En tercer lugar, un marinero desembarcó en circunstancias desafortunadas en el Muelle de las Indias Orientales y buscó una pensión.

El caballero en cuestión (sus sirvientes, en la época en que tenía una plantilla completa de empleados, le llamaban Comandante) vivía cerca de la costa, en una casa con vistas a una triste extensión de tierra que se inundaba cuando subía la marea y que parecía un pantano cuando bajaba; un paisaje siempre desolador. En la casa sólo se podía encontrar lo necesario para satisfacer las necesidades básicas, ya que la fortuna del Comandante había sufrido una importante merma y estaba ahora a punto de extinguirse.

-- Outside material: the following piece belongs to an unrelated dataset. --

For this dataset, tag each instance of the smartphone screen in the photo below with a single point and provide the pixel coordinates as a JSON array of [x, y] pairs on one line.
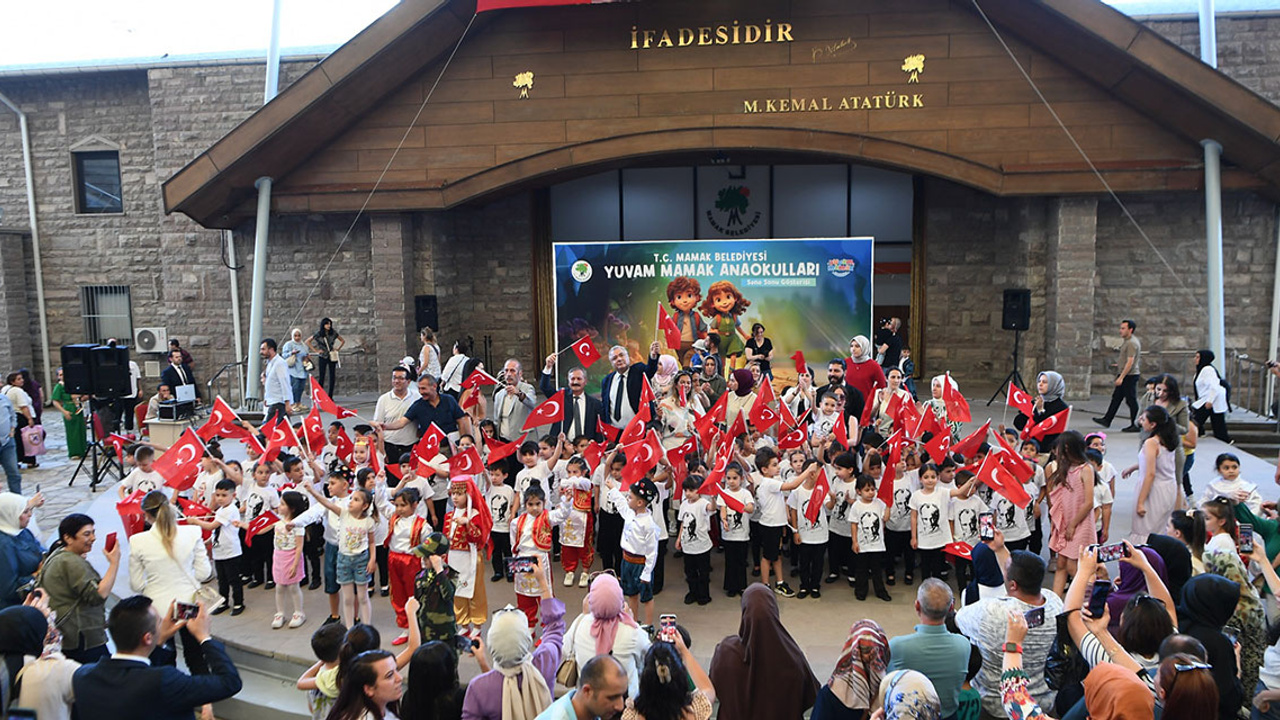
[[1098, 598], [987, 527], [1246, 538]]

Esa tarde, el Comandante se sentó frente a la ventana que daba a la bahía, en el gélido salón. La habitación miraba hacia el norte y se divisaba desde ella aquel monótono paisaje acuífero; aunque era una estancia gris y fría, algo le llevaba siempre a esa parte de la casa, para observar las olas y los barcos que pasaban a lo lejos. Pero en ese instante no estaba mirando el mar; leía un periódico que le había prestado el único sirviente que quedaba, una cocinera y ama de llaves tan afectada por la bebida y la mala reputación que sin duda nadie más se atrevería a darle empleo.

Pasó las páginas lánguidamente, encarando el papel hacia la tenue luz del día que aún entraba en la casa, con la intención de no encender las luces hasta el último momento para ahorrar gastos. Sus ojos recorrían las columnas de letras sin muestras de interés ni ilusión, hasta que le llamó la atención una historia, situada en una página interior, que le hizo incorporarse súbitamente.

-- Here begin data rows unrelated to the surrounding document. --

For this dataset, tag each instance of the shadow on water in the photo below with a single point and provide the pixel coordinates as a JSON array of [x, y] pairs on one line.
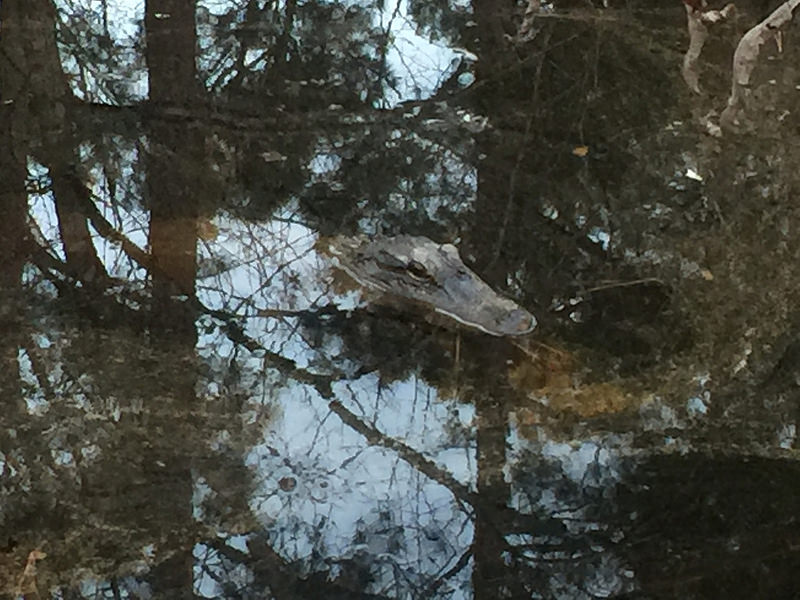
[[197, 405]]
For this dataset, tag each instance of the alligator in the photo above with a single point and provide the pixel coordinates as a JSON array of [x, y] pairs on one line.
[[407, 270]]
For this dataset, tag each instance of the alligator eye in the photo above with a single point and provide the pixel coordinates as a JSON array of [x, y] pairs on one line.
[[417, 270]]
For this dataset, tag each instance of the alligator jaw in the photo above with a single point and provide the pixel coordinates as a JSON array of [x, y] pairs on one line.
[[415, 271]]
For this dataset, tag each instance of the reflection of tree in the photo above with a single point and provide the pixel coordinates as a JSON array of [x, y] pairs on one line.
[[132, 389]]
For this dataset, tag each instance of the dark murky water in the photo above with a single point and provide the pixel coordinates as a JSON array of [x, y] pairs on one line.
[[199, 402]]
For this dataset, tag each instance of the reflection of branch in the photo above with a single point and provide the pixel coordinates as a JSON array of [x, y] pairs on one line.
[[234, 331], [408, 454], [745, 59]]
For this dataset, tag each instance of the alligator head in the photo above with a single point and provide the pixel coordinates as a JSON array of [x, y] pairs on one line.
[[415, 271]]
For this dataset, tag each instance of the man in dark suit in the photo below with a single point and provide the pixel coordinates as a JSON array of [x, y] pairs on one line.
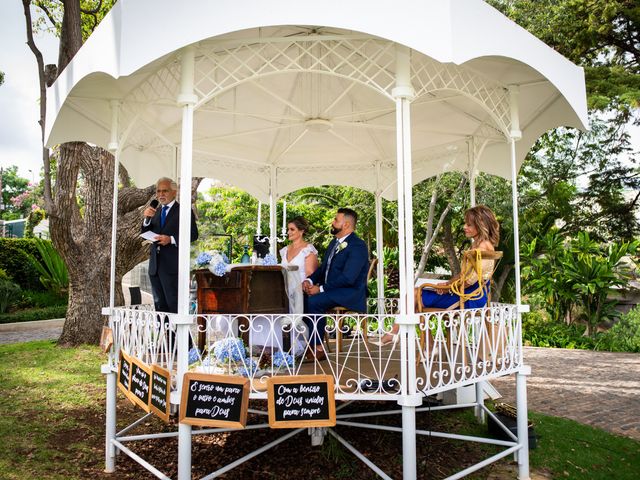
[[163, 261], [341, 280]]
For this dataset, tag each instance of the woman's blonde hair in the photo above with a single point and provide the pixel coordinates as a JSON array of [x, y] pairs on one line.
[[485, 222]]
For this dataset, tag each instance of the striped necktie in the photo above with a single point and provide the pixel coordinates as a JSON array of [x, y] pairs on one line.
[[331, 254], [163, 215]]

El párrafo que más despertó su interés decía:

El único testigo de este triste suceso fue la señorita Verónica Lockhart, hija del difunto señor Matthew Lockhart, que había sido uno de los socios de la empresa. La propia muerte del señor Lockhart, en el naufragio de la goleta Lavinia, fue ampliamente descrita en estas páginas el pasado mes de agosto.

Lo leyó dos veces y se frotó los ojos. Entonces se levantó y empezó a escribir una carta.

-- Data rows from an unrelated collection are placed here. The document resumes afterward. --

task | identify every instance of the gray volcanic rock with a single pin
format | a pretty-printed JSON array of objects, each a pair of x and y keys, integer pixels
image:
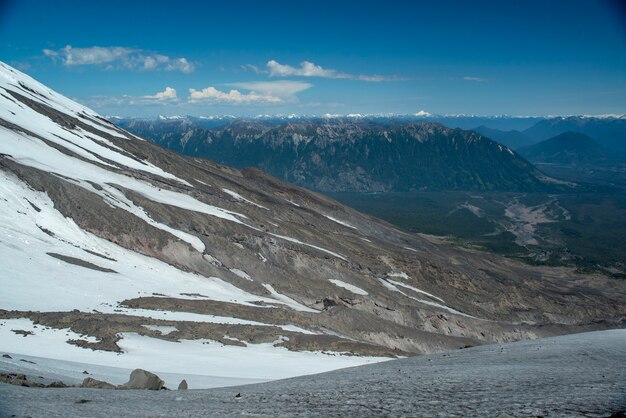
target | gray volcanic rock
[
  {"x": 287, "y": 266},
  {"x": 579, "y": 375},
  {"x": 142, "y": 379},
  {"x": 92, "y": 383}
]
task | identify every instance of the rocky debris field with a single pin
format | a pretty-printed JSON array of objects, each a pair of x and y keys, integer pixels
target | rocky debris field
[{"x": 568, "y": 376}]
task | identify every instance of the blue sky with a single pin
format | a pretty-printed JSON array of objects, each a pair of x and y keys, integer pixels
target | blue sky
[{"x": 135, "y": 58}]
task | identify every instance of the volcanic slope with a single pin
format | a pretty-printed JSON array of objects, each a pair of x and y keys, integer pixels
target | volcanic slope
[{"x": 117, "y": 252}]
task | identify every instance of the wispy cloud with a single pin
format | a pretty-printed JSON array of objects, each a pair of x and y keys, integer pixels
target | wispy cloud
[
  {"x": 469, "y": 78},
  {"x": 270, "y": 92},
  {"x": 310, "y": 69},
  {"x": 117, "y": 57},
  {"x": 211, "y": 94},
  {"x": 166, "y": 97},
  {"x": 169, "y": 94}
]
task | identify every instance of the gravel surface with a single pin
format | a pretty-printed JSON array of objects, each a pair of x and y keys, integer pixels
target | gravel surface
[{"x": 575, "y": 375}]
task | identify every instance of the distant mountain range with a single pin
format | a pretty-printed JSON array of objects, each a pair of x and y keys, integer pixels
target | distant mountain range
[
  {"x": 118, "y": 252},
  {"x": 609, "y": 132},
  {"x": 569, "y": 148},
  {"x": 351, "y": 154}
]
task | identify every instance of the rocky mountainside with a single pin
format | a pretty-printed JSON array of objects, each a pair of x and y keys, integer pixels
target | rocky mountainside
[
  {"x": 117, "y": 251},
  {"x": 566, "y": 148},
  {"x": 339, "y": 155}
]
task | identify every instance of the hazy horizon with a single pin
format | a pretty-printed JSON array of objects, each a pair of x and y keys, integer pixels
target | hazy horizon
[{"x": 243, "y": 59}]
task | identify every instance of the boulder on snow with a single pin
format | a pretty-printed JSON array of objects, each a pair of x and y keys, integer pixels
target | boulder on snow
[
  {"x": 142, "y": 379},
  {"x": 92, "y": 383}
]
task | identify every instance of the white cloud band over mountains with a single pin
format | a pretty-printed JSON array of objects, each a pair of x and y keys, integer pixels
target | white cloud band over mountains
[
  {"x": 258, "y": 92},
  {"x": 117, "y": 57},
  {"x": 310, "y": 69}
]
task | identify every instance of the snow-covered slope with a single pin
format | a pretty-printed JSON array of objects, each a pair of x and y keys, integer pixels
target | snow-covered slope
[{"x": 118, "y": 253}]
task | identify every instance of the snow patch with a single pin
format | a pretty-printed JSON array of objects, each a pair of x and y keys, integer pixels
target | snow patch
[{"x": 352, "y": 288}]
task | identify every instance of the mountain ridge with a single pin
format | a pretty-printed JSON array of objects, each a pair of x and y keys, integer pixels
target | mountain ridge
[
  {"x": 364, "y": 156},
  {"x": 108, "y": 240}
]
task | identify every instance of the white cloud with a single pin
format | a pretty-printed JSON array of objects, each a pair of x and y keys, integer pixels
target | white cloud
[
  {"x": 165, "y": 95},
  {"x": 309, "y": 69},
  {"x": 211, "y": 94},
  {"x": 306, "y": 69},
  {"x": 116, "y": 57},
  {"x": 468, "y": 78},
  {"x": 284, "y": 89},
  {"x": 258, "y": 92}
]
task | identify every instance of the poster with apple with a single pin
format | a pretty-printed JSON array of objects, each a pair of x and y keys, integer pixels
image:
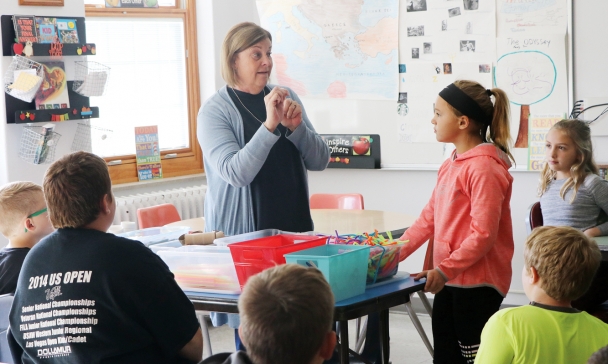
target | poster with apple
[{"x": 353, "y": 150}]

Más allá de la Torre de Londres, entre el Muelle de Santa Catalina y la Nueva Cuenca de Shadwell, se extiende la zona conocida como Wapping: un barrio de muelles y almacenes; de edificios que se desmoronan y callejones infestados de ratas; de calles estrechas con construcciones inacabadas, donde las únicas puertas que existen llegan solamente a un primer piso, coronado éste por feas vigas salientes, cuerdas y poleas. Los muros de ladrillos construidos sobre las aceras quitan visibilidad a todos lados, y la brutal aparatosidad de todo lo que hay por encima causa la sensación de estar en una horrible mazmorra, propia de una pesadilla, mientras que la tenue luz que se filtra a través de la suciedad del aire, parece provenir de algún lugar muy lejano, como si atravesara una elevada ventana enrejada.